I figured why not keep things in Australia for another day. This is a green ringtail possum, also photographed in the Atherton Tablelands area of Queensland in the northeast area of the country. Like other possums, the green ringtail is strictly nocturnal. Unlike other possums, the green ringtail practices what is known as coprophagy. What is coprophagy you ask? The practice of eating one’s own feces. Here’s to not being a green ringtail possum.
This is an oldie — and a rarity — from my trip to Australia back in 2005. I was searching for platypus early one morning in the town of Yungaburra when I spotted this Lumhotz’s tree kangaroo in a tree across the river. Usually nocturnal, this guy was up a little past his bedtime. They almost look more like a primate than a marsupial and they are only found in northeastern Queensland.
A little more than a year ago, I posted a very similar shot of the Joshua Tree landscape and the desert in bloom. This photo, however, shows more of that hairy prickly pear cactus in the foreground that kind of looks like an old man’s beard. The desert blooms very quickly and unpredictably. I was lucky on this trip to catch it in all its glory.

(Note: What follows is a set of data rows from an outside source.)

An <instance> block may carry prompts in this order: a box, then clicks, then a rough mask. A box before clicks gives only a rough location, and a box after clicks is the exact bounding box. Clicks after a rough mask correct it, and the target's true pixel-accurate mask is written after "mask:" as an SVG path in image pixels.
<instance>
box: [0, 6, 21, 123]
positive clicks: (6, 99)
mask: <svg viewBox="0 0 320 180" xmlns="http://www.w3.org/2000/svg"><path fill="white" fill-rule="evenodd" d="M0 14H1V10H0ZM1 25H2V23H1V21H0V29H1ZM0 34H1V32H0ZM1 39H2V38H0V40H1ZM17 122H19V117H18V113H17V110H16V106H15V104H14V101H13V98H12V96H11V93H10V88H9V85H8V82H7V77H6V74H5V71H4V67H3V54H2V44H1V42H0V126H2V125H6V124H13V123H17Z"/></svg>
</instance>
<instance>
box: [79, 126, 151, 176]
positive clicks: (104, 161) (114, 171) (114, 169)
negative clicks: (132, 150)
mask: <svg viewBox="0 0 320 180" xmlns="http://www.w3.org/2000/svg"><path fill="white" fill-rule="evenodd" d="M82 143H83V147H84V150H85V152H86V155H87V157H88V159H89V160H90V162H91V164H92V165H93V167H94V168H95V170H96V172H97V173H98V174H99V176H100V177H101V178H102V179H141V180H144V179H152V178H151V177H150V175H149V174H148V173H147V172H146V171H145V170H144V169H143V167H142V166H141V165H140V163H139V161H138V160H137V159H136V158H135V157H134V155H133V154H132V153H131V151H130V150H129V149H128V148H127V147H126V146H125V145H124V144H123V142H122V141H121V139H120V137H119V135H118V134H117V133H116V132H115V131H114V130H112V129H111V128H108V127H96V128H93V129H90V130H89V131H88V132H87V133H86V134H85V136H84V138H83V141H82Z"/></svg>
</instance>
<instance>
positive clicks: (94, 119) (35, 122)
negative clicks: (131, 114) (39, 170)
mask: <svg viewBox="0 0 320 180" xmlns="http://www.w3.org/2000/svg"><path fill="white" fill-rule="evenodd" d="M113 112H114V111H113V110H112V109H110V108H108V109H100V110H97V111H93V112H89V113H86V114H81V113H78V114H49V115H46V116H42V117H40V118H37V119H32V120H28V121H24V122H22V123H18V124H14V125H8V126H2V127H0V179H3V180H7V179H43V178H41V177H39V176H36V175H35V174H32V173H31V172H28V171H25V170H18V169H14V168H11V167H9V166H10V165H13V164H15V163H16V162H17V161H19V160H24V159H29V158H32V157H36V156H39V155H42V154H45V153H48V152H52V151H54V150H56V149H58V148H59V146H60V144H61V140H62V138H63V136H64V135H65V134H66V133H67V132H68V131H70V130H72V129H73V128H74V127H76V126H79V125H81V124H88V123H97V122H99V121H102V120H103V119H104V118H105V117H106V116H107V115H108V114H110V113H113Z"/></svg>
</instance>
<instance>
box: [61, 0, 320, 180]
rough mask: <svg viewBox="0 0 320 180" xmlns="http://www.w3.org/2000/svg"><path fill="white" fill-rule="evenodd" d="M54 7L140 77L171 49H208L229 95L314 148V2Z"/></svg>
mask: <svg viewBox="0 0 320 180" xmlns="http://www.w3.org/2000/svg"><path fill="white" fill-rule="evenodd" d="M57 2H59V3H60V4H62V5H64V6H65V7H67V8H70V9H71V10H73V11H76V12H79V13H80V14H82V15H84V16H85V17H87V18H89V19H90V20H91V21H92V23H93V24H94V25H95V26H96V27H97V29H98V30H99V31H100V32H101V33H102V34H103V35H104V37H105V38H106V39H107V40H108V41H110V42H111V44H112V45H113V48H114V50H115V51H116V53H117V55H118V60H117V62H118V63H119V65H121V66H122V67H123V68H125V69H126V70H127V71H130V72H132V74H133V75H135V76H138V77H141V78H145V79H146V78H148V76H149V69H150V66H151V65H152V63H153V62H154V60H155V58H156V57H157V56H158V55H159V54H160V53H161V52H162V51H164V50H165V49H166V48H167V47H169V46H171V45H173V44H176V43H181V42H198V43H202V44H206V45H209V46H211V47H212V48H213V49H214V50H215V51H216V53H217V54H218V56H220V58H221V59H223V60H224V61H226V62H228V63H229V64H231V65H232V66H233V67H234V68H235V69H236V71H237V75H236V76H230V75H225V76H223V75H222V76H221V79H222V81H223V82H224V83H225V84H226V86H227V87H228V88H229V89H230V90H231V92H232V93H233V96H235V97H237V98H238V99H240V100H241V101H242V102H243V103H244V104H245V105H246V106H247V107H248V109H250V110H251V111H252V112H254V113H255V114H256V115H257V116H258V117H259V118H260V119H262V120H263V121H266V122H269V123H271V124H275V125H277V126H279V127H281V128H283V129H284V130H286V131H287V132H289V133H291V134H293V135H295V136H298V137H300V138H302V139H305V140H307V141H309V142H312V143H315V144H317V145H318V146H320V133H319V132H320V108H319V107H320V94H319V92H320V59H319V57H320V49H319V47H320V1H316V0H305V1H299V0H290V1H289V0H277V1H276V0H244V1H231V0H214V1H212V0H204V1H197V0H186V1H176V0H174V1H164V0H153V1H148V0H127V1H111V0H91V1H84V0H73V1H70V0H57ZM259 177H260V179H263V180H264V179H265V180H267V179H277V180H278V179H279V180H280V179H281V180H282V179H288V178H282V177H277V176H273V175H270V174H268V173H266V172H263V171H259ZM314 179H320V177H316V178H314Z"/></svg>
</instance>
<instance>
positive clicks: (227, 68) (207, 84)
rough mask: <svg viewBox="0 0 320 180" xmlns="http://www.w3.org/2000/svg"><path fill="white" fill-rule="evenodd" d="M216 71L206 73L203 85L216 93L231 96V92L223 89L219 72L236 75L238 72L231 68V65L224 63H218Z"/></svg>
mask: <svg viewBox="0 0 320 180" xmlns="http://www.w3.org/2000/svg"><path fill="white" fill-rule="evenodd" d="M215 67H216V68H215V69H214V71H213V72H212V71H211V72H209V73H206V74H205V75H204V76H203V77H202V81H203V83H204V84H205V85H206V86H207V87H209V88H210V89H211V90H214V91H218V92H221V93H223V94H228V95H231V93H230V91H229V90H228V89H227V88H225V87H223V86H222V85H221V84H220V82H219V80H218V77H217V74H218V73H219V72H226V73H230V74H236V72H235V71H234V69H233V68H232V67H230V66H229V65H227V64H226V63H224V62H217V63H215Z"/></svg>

I was in a canoe late in the day in Madidi National Park in Bolivia when I saw a small troop of red howler monkeys. They were in the trees along the edge of the lake and appeared to be settling in for the night. This guy was the alpha male of the troop and was making sure that all the other monkeys made it to the resting spot safely.
In honor of Botswana’s first ever Olympic medal last night (a silver in the 800 meters) I thought I’d post another of that country’s most ferocious residents — the fun loving honey badger. This guy was on the prowl late in the afternoon in the Central Kalahari Game Reserve. He walked right through our camp while I was hidden in a makeshift blind consisting of about eight discarded boxes from the local villagers.
Sometimes you need a hand in there to get a sense of scale. This was a little leaf-tailed gecko that my guide found one night while we were out spotlighting in Ranomafana National Park in Madagascar. In my three weeks in the country, I saw both geckos and chameleons that were as small as an inch long, while others were over two feet.
This pheasant-sized bird is quite the character in the rain forests of South America. A bit ungainly and almost geeky looking, but also with some attractive coloring around the face. Hoatzins are also called stink birds. Unique among birds, their diet consists solely of leaves and this is what causes the cow-manure like smell that they emit. I liked the way that this guy was framed by all that foliage. The photo was taken in Madidi National Park in Bolivia.
When it’s getting late and I’m too tired to search through my files for a photo of the day, I can always count on an orangutan. In this case two of them. These guys were swinging through the jungle in Tanjung Puting National Park in Indonesian Borneo.
When a springbok pronks like this, it is warning would-be predators not to bother — that it is healthy and not worth the effort to try and catch. I suppose it works sometimes, not others. I photographed this springbok early in the morning in the Central Kalahari Game Reserve of Botswana.
A chameleon’s tongue can be one and a half to two times its body length. The strike for prey happens so fast that it’s hard to get a picture (usually about 0.07 seconds). In my three weeks in Madagascar, I only had two opportunities to see and catch a tongue shot. This is one of them.